Eyewitness accounts described the events of June 3rd as a bloodbath intended to silence the public’s freedoms. One of those witnesses, Mohamed Idris, believes that God safeguarded him and his father during the week of June 3rd, as they were inches from being struck by bullets, inches away from being six feet underground. Unfortunately, hundreds weren’t able to escape the violence. The Sudanese government reports that 128 were killed by the RSF, yet many eyewitness accounts believe the actual tally is much higher. “It has to be around 500-600 martyrs, could be even more” (Mohamed Idris).
International diplomatic efforts from the African Union and Ethiopia brought peace to Sudan. Peaceful negotiations resumed between the TMC and the civilian government, which lead to a power-sharing agreement to be signed on August 17th. Sudan celebrated once again, hoping that this time would be different.
Abdalla Hamdok becomes appointed as Sudan’s new prime minister after the revolution. Previously, Hamdok worked as a senior economist for the United Nations and intends to use his experience as an economist to bring back Sudan’s damaged economy. Sudan’s signed agreement also led to a new Sovereign Council that replaces the TMC.
Signed constitutional declaration
- Power-sharing will last for 39 months
- Elections to be held at the end of that period
- A sovereign council, cabinet and legislative body will be formed
- A general will head the council for the first 21 months, a civilian for the remaining 18
- Sovereign council will have 11 members (5 civilian and 5 military nominees plus one agreed by consensus)
- A prime minister, nominated by the pro-democracy movement, will head the cabinet
- The ministers of defense and interior will be chosen by the military
- The other positions will be taken by pro-democracy candidates
- Sovereign council and cabinet members barred from running for election
So, what happens next? A long transitional period is in effect to rebuild the country into a functioning state again. The attempted assassination on Prime Minster Hamdok illustrates that Bashir’s regime is still profoundly infused in the country and that it was take scrutinized crackdown to dismantle any sinister forces to the democracy movement of Sudan and its people.

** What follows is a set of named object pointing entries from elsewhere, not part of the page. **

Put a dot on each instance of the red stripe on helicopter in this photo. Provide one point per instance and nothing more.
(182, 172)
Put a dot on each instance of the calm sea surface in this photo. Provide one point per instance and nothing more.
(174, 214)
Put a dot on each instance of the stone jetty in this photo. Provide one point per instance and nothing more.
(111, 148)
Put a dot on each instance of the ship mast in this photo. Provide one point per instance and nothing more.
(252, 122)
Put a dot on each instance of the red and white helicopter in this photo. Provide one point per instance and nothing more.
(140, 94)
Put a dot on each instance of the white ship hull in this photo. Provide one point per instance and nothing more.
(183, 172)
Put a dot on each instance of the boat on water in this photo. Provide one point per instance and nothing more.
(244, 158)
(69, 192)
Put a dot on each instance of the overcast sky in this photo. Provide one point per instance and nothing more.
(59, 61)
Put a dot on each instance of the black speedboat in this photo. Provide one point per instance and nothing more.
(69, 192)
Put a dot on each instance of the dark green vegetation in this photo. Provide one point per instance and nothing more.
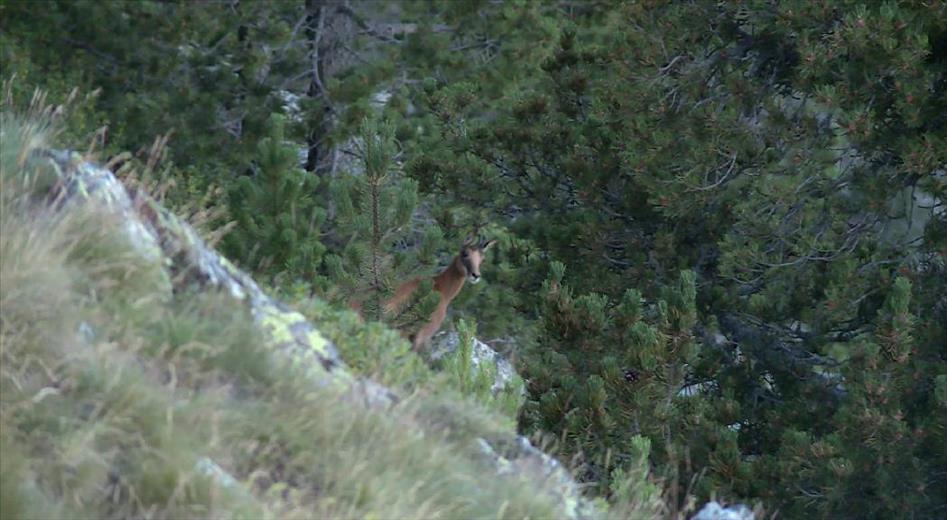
(722, 228)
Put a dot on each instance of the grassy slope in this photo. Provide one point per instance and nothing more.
(112, 392)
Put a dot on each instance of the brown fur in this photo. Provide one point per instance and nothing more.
(448, 283)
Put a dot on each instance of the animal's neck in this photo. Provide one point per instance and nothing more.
(451, 280)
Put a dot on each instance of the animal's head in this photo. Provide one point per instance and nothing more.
(471, 255)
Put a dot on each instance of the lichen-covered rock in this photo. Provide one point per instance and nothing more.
(714, 511)
(525, 459)
(187, 263)
(446, 343)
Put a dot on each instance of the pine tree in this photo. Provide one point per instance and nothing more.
(279, 222)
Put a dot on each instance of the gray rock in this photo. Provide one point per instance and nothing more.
(714, 511)
(447, 342)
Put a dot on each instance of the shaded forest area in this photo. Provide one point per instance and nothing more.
(721, 227)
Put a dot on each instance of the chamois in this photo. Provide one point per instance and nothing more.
(464, 266)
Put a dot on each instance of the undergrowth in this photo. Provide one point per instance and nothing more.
(116, 393)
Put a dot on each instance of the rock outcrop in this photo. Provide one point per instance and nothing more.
(186, 262)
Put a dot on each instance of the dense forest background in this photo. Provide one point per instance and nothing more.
(721, 226)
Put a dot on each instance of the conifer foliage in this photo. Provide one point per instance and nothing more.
(722, 226)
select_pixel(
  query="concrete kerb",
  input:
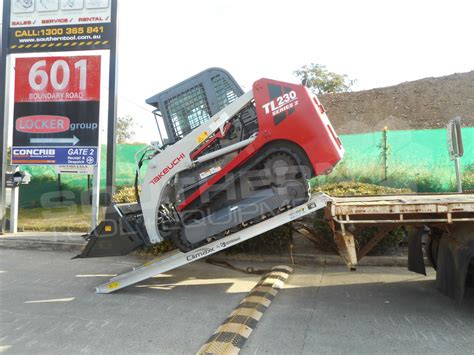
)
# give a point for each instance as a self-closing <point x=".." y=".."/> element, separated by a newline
<point x="65" y="241"/>
<point x="56" y="241"/>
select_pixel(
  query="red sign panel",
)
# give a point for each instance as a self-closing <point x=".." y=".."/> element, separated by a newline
<point x="42" y="124"/>
<point x="57" y="79"/>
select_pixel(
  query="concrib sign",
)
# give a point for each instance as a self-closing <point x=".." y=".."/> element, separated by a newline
<point x="59" y="25"/>
<point x="56" y="110"/>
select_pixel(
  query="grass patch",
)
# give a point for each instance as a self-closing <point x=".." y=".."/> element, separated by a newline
<point x="74" y="218"/>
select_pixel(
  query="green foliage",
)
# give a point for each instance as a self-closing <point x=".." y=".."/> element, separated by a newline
<point x="322" y="81"/>
<point x="125" y="194"/>
<point x="350" y="188"/>
<point x="124" y="129"/>
<point x="277" y="241"/>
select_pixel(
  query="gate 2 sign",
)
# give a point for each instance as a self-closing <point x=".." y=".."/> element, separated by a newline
<point x="56" y="111"/>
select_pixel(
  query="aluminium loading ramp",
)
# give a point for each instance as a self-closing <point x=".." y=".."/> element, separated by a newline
<point x="389" y="211"/>
<point x="175" y="259"/>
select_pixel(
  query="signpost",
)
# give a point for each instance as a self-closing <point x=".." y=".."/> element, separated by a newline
<point x="59" y="25"/>
<point x="455" y="147"/>
<point x="57" y="97"/>
<point x="56" y="110"/>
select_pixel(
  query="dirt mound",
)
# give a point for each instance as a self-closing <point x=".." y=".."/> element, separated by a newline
<point x="420" y="104"/>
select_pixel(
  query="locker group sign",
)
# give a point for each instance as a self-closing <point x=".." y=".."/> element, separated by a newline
<point x="56" y="110"/>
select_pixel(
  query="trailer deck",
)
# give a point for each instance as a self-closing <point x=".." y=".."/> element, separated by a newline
<point x="349" y="215"/>
<point x="446" y="221"/>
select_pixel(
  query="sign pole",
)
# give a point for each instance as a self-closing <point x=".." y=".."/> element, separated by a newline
<point x="4" y="114"/>
<point x="14" y="206"/>
<point x="95" y="195"/>
<point x="112" y="116"/>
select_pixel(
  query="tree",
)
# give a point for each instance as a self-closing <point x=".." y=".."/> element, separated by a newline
<point x="125" y="130"/>
<point x="321" y="81"/>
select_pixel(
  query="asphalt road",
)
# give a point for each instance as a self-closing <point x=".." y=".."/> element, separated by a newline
<point x="47" y="305"/>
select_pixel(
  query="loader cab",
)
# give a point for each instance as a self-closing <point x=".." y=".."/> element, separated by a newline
<point x="185" y="106"/>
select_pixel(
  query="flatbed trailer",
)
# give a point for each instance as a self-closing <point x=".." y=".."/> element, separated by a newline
<point x="450" y="218"/>
<point x="447" y="220"/>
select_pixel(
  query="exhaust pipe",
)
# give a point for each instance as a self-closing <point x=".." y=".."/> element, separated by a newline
<point x="121" y="232"/>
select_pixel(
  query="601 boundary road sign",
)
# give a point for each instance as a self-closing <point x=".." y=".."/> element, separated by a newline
<point x="58" y="25"/>
<point x="56" y="110"/>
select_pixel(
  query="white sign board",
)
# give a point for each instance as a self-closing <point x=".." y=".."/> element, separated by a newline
<point x="74" y="169"/>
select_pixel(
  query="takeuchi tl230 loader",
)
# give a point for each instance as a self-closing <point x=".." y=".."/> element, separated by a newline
<point x="226" y="160"/>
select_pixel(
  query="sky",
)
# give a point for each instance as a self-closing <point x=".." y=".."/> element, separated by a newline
<point x="378" y="43"/>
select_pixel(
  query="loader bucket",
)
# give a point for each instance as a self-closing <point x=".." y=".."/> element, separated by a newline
<point x="120" y="233"/>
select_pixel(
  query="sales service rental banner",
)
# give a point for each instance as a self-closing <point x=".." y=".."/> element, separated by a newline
<point x="59" y="25"/>
<point x="56" y="110"/>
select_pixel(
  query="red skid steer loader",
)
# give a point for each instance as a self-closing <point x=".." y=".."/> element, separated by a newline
<point x="226" y="160"/>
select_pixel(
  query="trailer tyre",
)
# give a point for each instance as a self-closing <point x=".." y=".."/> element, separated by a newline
<point x="432" y="247"/>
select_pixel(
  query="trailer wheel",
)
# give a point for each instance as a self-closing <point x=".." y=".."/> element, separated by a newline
<point x="431" y="249"/>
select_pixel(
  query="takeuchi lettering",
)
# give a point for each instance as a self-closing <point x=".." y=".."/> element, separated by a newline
<point x="167" y="169"/>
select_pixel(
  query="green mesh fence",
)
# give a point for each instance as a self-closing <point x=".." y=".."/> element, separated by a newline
<point x="415" y="159"/>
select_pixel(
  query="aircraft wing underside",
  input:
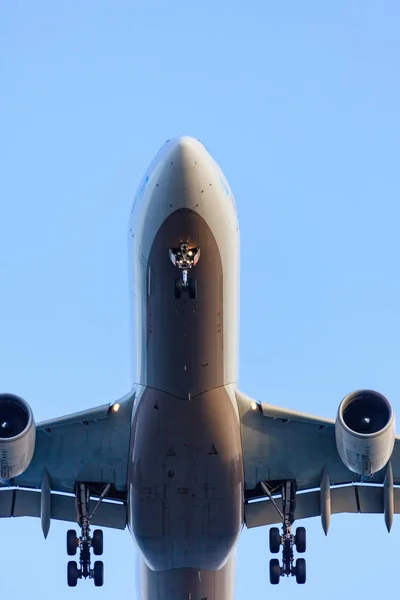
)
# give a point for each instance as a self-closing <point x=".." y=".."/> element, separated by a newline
<point x="91" y="447"/>
<point x="281" y="445"/>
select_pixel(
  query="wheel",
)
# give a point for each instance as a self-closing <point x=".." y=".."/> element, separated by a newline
<point x="301" y="539"/>
<point x="97" y="542"/>
<point x="72" y="542"/>
<point x="72" y="573"/>
<point x="300" y="570"/>
<point x="178" y="288"/>
<point x="274" y="540"/>
<point x="192" y="288"/>
<point x="98" y="573"/>
<point x="274" y="571"/>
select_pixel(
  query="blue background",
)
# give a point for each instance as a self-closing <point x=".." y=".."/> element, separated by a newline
<point x="299" y="103"/>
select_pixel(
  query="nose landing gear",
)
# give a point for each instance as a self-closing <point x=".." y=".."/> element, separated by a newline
<point x="185" y="258"/>
<point x="287" y="540"/>
<point x="85" y="543"/>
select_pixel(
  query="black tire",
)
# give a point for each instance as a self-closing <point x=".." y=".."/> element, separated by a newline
<point x="72" y="573"/>
<point x="274" y="571"/>
<point x="301" y="539"/>
<point x="192" y="288"/>
<point x="97" y="542"/>
<point x="178" y="288"/>
<point x="274" y="540"/>
<point x="72" y="542"/>
<point x="300" y="570"/>
<point x="98" y="573"/>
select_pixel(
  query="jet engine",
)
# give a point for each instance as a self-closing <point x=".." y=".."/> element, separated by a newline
<point x="17" y="436"/>
<point x="365" y="432"/>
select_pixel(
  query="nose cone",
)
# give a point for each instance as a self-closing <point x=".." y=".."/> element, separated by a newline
<point x="184" y="151"/>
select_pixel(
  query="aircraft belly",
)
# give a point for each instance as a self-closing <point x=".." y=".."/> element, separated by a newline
<point x="186" y="480"/>
<point x="186" y="494"/>
<point x="182" y="584"/>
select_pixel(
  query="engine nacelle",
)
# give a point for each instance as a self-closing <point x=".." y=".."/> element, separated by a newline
<point x="365" y="432"/>
<point x="17" y="436"/>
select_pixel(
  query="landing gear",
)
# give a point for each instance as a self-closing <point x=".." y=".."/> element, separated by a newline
<point x="85" y="543"/>
<point x="274" y="540"/>
<point x="287" y="540"/>
<point x="72" y="573"/>
<point x="185" y="258"/>
<point x="274" y="571"/>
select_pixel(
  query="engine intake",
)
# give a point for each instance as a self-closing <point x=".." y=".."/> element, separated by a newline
<point x="17" y="436"/>
<point x="365" y="432"/>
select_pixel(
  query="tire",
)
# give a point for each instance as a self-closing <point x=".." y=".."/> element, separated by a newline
<point x="300" y="570"/>
<point x="98" y="573"/>
<point x="72" y="573"/>
<point x="274" y="571"/>
<point x="97" y="542"/>
<point x="301" y="540"/>
<point x="192" y="288"/>
<point x="72" y="542"/>
<point x="274" y="540"/>
<point x="177" y="289"/>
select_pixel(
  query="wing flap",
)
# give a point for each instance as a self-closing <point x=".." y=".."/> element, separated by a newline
<point x="347" y="499"/>
<point x="26" y="503"/>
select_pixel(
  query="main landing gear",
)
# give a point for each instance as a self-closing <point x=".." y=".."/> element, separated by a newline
<point x="185" y="258"/>
<point x="85" y="543"/>
<point x="288" y="541"/>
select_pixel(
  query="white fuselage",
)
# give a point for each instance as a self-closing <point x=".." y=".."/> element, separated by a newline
<point x="186" y="468"/>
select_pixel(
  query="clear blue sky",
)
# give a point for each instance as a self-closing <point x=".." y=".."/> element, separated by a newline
<point x="299" y="103"/>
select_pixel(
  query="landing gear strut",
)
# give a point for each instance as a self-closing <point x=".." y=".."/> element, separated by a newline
<point x="185" y="258"/>
<point x="287" y="539"/>
<point x="86" y="542"/>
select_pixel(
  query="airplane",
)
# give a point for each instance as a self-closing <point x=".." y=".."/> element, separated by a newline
<point x="186" y="459"/>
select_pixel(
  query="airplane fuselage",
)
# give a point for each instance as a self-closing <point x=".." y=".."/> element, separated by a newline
<point x="186" y="469"/>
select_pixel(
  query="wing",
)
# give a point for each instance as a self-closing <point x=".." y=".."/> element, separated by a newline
<point x="281" y="445"/>
<point x="90" y="447"/>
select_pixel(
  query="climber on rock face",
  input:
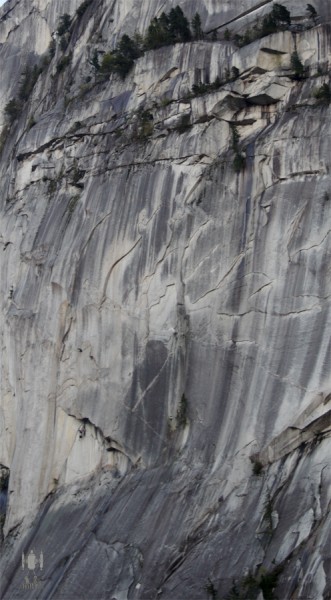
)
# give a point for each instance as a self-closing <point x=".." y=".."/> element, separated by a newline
<point x="82" y="431"/>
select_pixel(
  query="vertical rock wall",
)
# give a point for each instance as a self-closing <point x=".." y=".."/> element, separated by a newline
<point x="165" y="337"/>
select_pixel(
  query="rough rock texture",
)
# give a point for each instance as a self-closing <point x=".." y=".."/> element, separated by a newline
<point x="165" y="322"/>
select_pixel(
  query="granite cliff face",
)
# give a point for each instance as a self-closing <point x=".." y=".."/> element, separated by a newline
<point x="165" y="322"/>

Sudan may be years away from peace and stability, but a new Sudan is achievable as long as justice is served to those viciously attacked from Sudan’s old governments. The people of South Sudan deserve justice, and this administration must not ignore their voices. The current administration must pay attention to the past and follow a different path to lay a foundation for the future of Sudan, and its forthcoming generations.